In central-eastern Europe, variations in the intensity of the westerlies might have had less impact on precipitation compared to temperature, as the atmospheric moisture decreases along the westerly tracks from the Atlantic Ocean. This is supported by the lack of a correlation between the NAO index and precipitation amount in the study area (Fig. S9). Accordingly, changes in the orientation and intensity of the westerlies led to temperature rather than precipitation changes in central-eastern Europe, different from the northern fringe of the Mediterranean Sea, which is more sensitive to hydroclimate changes (e.g., Cullen et al., 2000; Drysdale et al., 2006).
4.3. Possible mechanism
Cold periods with enhanced blockings over western Europe on decadal to centennial time scales suggest that the positions of the AH and the IL shifted towards high latitudes (Moore et al., 2013; Comas-Bru and Mcdermott, 2014). This poleward displacement of the AH and the IL was suggested to be induced by cooling of the high-latitude Atlantic Ocean, which shifts the region of transient eddy heat flux at 850 hPa northward (Rivière, 2009; Kown et al., 2020). This hypothesis is supported by the coherency between the ZL01 δ18O record and sea-surface temperatures (SST) along the path of the North Atlantic Current (Saenger et al., 2011) (Fig. S10B), with low SSTs corresponding to a weakened warm water transport from the tropical Atlantic to the polar region. Minima in ZL01 δ18O data are also in accordance with periods of weak Atlantic Multidecadal Variability (AMV) (Lapointe et al., 2020) (Fig. S10C). This suggests that a weak Atlantic Meridional Ocean Circulation (AMOC) reduces warm water transport from the equator to the polar regions, in turn leading to a cooling of the North Atlantic.

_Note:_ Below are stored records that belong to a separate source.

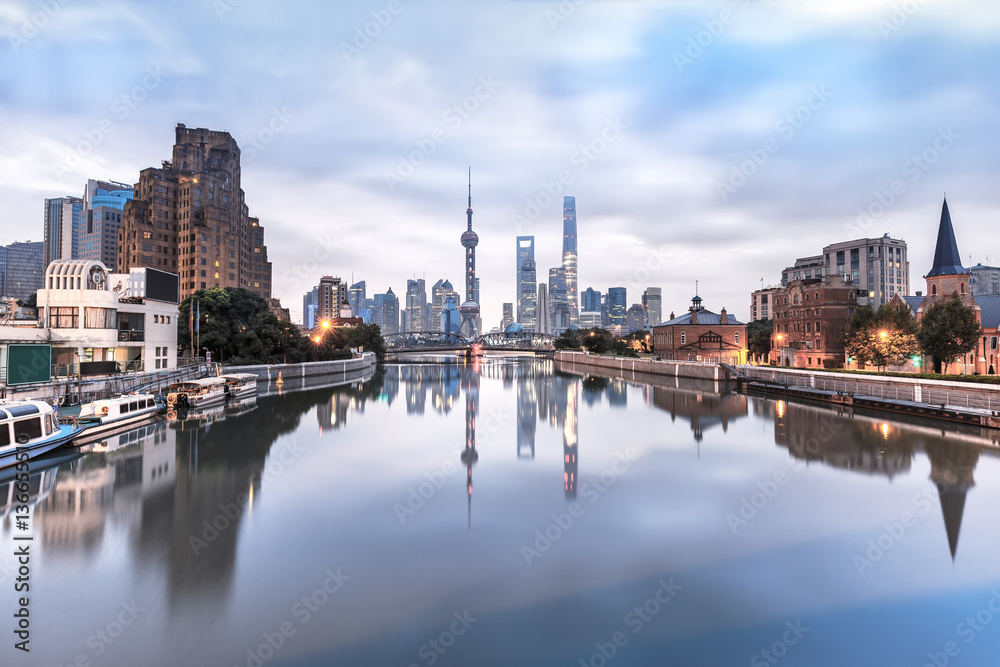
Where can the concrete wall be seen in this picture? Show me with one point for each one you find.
(687, 369)
(269, 373)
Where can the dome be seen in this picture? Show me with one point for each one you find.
(470, 239)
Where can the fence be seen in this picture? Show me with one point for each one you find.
(969, 395)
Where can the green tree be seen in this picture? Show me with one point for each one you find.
(948, 330)
(238, 327)
(759, 338)
(883, 337)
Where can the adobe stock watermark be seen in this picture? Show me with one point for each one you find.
(434, 479)
(698, 43)
(592, 490)
(893, 533)
(436, 647)
(255, 143)
(229, 514)
(105, 636)
(121, 108)
(779, 649)
(967, 630)
(454, 117)
(364, 35)
(785, 129)
(580, 159)
(42, 13)
(302, 611)
(635, 620)
(913, 170)
(900, 16)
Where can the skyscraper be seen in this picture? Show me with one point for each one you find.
(527, 283)
(190, 216)
(652, 302)
(470, 309)
(570, 258)
(100, 220)
(62, 229)
(416, 303)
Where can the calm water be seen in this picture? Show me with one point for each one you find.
(597, 521)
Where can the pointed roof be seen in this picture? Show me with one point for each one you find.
(947, 261)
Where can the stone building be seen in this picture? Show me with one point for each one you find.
(189, 217)
(809, 316)
(701, 335)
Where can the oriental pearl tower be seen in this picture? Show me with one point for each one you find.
(469, 310)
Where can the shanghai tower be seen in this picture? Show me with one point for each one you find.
(570, 258)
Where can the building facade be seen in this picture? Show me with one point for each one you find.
(190, 216)
(527, 283)
(701, 335)
(809, 317)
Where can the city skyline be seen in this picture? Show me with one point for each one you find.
(690, 194)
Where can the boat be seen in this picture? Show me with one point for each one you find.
(30, 428)
(196, 393)
(116, 414)
(240, 385)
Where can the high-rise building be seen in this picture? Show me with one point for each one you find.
(591, 300)
(508, 316)
(616, 305)
(416, 303)
(190, 216)
(357, 294)
(527, 283)
(543, 324)
(310, 305)
(652, 301)
(100, 220)
(332, 299)
(569, 263)
(62, 229)
(470, 308)
(385, 312)
(24, 269)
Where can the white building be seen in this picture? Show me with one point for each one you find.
(90, 315)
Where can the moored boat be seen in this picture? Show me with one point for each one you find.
(29, 429)
(240, 385)
(113, 414)
(196, 393)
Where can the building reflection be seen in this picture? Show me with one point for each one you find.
(866, 443)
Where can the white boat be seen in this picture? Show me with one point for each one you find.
(28, 429)
(240, 385)
(115, 414)
(196, 393)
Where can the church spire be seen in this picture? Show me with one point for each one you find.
(947, 261)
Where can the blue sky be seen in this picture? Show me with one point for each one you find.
(726, 138)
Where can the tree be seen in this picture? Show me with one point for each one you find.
(949, 330)
(759, 338)
(237, 326)
(883, 337)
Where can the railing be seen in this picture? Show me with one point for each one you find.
(131, 336)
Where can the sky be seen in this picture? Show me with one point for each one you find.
(708, 141)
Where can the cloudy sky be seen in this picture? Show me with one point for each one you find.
(709, 141)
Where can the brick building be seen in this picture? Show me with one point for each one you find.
(701, 335)
(809, 316)
(189, 217)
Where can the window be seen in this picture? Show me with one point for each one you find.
(63, 317)
(99, 318)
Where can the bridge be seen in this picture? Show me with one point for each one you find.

The NAO could also affect the (winter) temperature in the study area, but periods of δ18O minima are unrelated to negative NAO phases (Fig. S11) (Olsen et al., 2012; Ortega et al., 2015), possibly because (i) the NAO phase change was not the dominate forcing during the past three millennia in this region, and/or (ii) limitations of NAO reconstructions (Ortega et al., 2015) hamper such a comparison. Finally, intervals of high volcanic activity (Fig. S10A; Kobashi et al., 2017) show no relationship with minima in ZL01 δ18O, arguing against a volcanic forcing of these cold intervals.